Mostrato alla stampa questa mattina insieme al deludente The Canyons di Paul Schrader, Joe di David Gordon Green è complessivamente l’opera più convincente tra le quattro sinora presentate in concorso in questa 70a edizione del Festival di Venezia, avviatasi ufficialmente due giorni fa con il film d’apertura fuori concorso Gravity.
Gli altri tre film in gara per il Leone d’oro, infatti, si sono per differenti motivi rivelati non completamente riusciti: il sufficiente ma abbastanza piatto e tutto fuorché indimenticabile Tracks di John Curran, l’incompiuto Via Castella Bandiera di Emma Dante, che ha alcuni momenti interessanti dal punto di vista tecnico (regia e fotografia) ma lascia più di qualche interrogativo sul senso generale dell'operazione, e l’ostico The Police Officer’s Wife di Philip Gröning, lacerante dramma familiare costruito in modo molto affascinante per frammenti insolitamente brevi (è suddiviso addirittura in 59 capitoli, con tanto di didascalie che lungo le tre ore di durata avvisano lo spettatore tanto dell’inizio quanto della fine di ogni episodio!) contraddistinto però da una certa autocompiaciuta pretenziosità di fondo.
Tratto dall’omonimo romanzo di Larry Brown e sceneggiato con mestiere da Gary Hawkins (autore nel 2008 di un documentario intitolato The Rough South of Larry Brown dedicato proprio allo scrittore deceduto nel 2004), Joe è ambientato sullo sfondo di un’America profonda in cui degrado e violenza regnano incontrastate e si concentra sul rapporto tra un ex detenuto solo e insoddisfatto della propria vita che si sforza per tenere a bada la propria indole manesca (Nicolas Cage) e un ragazzo di 15 anni alle prese con un padre alcolista totalmente fuori controllo (Tye Sheridan, già visto nel capolavoro di Terrence Malick The Tree of Life).

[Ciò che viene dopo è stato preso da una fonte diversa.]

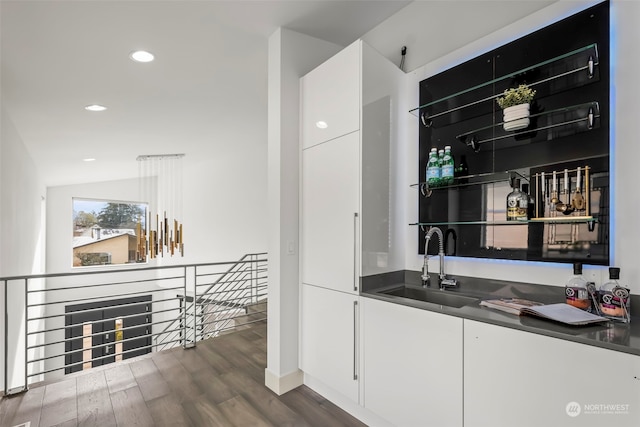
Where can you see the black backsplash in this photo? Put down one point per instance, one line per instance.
(542, 147)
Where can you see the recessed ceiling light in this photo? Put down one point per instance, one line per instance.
(141, 56)
(95, 107)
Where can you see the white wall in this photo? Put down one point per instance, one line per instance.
(408, 27)
(291, 55)
(22, 234)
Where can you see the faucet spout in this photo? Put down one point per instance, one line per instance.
(444, 282)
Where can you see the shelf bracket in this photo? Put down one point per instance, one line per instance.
(425, 190)
(425, 119)
(590, 118)
(473, 143)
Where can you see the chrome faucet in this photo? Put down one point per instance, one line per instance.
(426, 279)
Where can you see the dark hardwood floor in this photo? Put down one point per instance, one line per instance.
(218, 383)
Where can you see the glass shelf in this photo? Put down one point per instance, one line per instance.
(592, 113)
(554, 220)
(592, 108)
(589, 67)
(463, 181)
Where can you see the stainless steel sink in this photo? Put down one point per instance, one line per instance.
(431, 295)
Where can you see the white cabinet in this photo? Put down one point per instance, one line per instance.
(345, 212)
(412, 369)
(331, 98)
(329, 339)
(518, 378)
(330, 209)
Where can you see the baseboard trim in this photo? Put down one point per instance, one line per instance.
(285, 383)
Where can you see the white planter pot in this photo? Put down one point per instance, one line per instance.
(516, 117)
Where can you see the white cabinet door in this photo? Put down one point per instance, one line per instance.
(331, 94)
(329, 338)
(330, 221)
(518, 378)
(412, 369)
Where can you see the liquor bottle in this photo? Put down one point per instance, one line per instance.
(530, 202)
(575, 289)
(516, 206)
(433, 169)
(615, 301)
(447, 167)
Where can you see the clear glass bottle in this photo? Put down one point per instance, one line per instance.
(433, 169)
(615, 302)
(576, 291)
(447, 167)
(516, 203)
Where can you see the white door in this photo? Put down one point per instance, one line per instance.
(330, 214)
(329, 338)
(412, 369)
(331, 98)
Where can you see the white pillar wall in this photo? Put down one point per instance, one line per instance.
(22, 235)
(291, 55)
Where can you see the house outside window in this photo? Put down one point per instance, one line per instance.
(107, 232)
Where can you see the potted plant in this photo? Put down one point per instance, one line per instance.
(515, 104)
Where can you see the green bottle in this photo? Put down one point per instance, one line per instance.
(433, 169)
(447, 167)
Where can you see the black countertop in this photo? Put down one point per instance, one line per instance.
(610, 335)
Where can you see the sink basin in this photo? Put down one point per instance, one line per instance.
(431, 295)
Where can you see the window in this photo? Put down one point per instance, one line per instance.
(108, 232)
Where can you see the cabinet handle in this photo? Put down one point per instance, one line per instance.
(355, 340)
(355, 251)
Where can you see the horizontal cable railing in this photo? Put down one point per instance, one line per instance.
(56, 324)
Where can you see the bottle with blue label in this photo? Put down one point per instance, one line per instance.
(433, 169)
(615, 299)
(447, 168)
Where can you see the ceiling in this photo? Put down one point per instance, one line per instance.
(205, 92)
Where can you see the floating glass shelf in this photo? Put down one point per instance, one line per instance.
(589, 67)
(467, 180)
(553, 220)
(592, 111)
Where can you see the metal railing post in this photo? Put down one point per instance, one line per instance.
(6, 340)
(195, 307)
(184, 309)
(26, 333)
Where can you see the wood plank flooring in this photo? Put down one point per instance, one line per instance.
(218, 383)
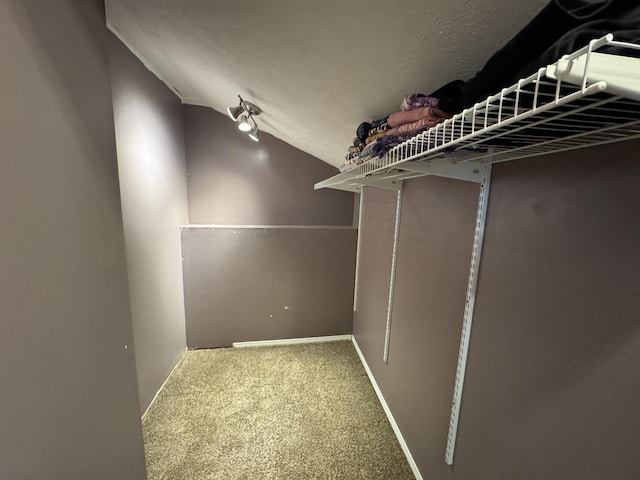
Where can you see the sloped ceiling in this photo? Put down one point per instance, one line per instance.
(316, 68)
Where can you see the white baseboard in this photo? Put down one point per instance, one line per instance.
(291, 341)
(175, 367)
(385, 407)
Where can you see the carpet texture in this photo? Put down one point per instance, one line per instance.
(284, 413)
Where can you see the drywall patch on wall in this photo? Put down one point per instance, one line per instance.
(259, 284)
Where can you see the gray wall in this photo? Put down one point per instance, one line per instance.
(267, 283)
(68, 396)
(551, 388)
(151, 161)
(238, 281)
(233, 180)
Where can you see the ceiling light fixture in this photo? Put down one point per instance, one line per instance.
(243, 115)
(244, 125)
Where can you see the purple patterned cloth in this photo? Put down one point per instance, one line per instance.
(417, 100)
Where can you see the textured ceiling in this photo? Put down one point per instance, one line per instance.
(317, 69)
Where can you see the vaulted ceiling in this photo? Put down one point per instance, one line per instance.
(316, 68)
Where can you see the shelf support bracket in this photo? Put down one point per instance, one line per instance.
(476, 253)
(392, 279)
(470, 172)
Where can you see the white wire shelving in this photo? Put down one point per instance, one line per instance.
(588, 98)
(584, 99)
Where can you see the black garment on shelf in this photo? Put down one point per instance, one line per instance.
(562, 27)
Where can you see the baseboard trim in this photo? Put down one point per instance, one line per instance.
(166, 380)
(385, 407)
(291, 341)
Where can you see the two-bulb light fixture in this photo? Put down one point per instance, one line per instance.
(243, 115)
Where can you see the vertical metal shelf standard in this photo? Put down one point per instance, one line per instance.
(584, 99)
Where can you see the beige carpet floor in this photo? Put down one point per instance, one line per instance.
(297, 412)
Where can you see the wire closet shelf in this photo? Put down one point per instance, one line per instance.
(586, 98)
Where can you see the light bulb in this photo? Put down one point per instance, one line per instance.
(244, 125)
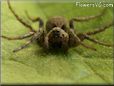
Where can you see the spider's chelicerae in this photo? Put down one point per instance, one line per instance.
(59, 33)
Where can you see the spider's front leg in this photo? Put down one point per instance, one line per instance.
(18, 37)
(39, 36)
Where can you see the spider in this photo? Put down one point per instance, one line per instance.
(59, 34)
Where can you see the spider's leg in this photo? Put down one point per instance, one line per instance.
(37, 19)
(101, 29)
(19, 19)
(23, 46)
(80, 42)
(18, 37)
(28, 43)
(86, 18)
(98, 42)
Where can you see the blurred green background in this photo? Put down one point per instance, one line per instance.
(31, 65)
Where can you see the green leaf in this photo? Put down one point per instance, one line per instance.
(78, 66)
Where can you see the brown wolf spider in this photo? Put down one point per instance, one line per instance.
(58, 35)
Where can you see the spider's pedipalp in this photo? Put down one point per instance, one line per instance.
(98, 42)
(18, 37)
(86, 18)
(19, 19)
(101, 29)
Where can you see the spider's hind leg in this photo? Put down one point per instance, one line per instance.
(22, 47)
(85, 18)
(98, 42)
(101, 29)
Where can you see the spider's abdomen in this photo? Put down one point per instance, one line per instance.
(57, 21)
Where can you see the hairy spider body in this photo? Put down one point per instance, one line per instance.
(59, 33)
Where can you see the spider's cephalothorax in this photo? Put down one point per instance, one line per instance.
(59, 33)
(57, 36)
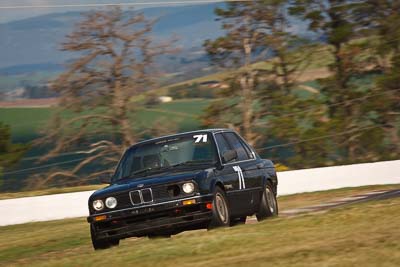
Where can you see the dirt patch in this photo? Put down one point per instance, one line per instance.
(30, 103)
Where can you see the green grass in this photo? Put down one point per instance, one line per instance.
(359, 235)
(50, 191)
(26, 122)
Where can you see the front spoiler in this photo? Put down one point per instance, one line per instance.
(148, 219)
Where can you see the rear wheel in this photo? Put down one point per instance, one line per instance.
(155, 236)
(268, 204)
(236, 221)
(220, 210)
(102, 243)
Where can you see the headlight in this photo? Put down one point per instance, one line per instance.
(188, 188)
(111, 202)
(98, 204)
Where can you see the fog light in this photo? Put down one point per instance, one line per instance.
(98, 204)
(189, 202)
(100, 218)
(188, 188)
(111, 202)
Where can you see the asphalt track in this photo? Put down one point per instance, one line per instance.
(369, 196)
(335, 203)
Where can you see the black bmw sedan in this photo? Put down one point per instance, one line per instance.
(166, 185)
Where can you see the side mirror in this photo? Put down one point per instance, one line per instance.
(229, 155)
(105, 178)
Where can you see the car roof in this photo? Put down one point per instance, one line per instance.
(216, 130)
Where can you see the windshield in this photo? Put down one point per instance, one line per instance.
(189, 149)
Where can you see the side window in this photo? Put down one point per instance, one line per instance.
(222, 144)
(236, 143)
(248, 150)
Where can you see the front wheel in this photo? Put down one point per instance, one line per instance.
(268, 204)
(220, 210)
(102, 243)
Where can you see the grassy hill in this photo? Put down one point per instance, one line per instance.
(359, 235)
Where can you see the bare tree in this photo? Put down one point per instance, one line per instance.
(115, 62)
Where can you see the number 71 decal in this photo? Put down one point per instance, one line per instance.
(241, 177)
(200, 137)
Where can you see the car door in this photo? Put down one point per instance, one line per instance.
(246, 167)
(229, 174)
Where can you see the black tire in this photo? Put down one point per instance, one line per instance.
(156, 236)
(102, 243)
(268, 205)
(236, 221)
(220, 210)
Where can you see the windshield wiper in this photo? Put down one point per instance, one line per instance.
(146, 170)
(193, 162)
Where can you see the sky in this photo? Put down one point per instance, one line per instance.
(7, 15)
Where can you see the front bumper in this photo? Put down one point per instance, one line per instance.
(170, 216)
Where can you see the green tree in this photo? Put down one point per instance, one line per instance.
(384, 21)
(347, 110)
(115, 61)
(10, 153)
(254, 30)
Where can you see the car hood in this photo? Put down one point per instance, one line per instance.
(148, 181)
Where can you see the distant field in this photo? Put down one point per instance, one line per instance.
(26, 122)
(358, 235)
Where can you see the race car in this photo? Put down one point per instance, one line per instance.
(163, 186)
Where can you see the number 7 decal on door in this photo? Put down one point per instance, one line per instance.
(241, 177)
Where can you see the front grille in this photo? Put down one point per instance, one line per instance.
(147, 195)
(135, 197)
(157, 193)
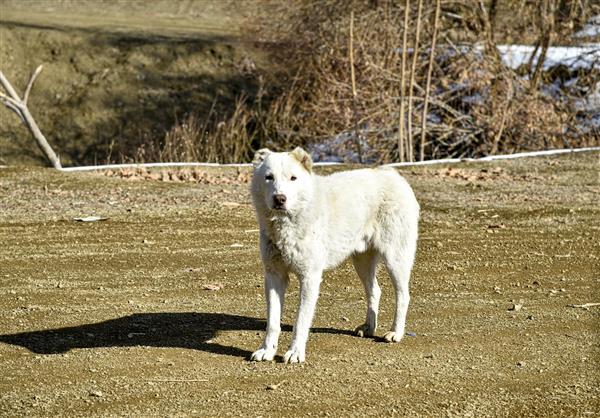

Pur non essendo particolarmente profondo
e per quanto il suo punto di forza non sia certo l'originalità, il nuovo lavoro di David Gordon Green – prolifico regista
trentottenne nordamericano, vincitore qualche mese fa dell’Orso d’argento per la
miglior regia con Prince Avalanche ma anche autore di alcune commedie
demenziali di scarso interesse come Sua Maestà
e Lo spaventapassere (entrambe del
2011) – è un riuscito dramma che si
segnala per la solidità dell’impianto
narrativo, la regia priva di
fronzoli sempre funzionale alle esigenze della diegesi e le convincenti interpretazioni offerte dai
protagonisti (ancora una volta Nicolas Cage dimostra di essere un bravo
attore, se supportato da una buona sceneggiatura).
In attesa di vedere domani i film in concorso di Stephen Frears (Philomena), James Franco (Child of God) e Hayao Miyazaki (The Wind Rises), stasera sarà proiettato Night Moves di Kelly Reichardt, tornata al Lido tre anni dopo la presentazione in concorso di Meek's Cutoff.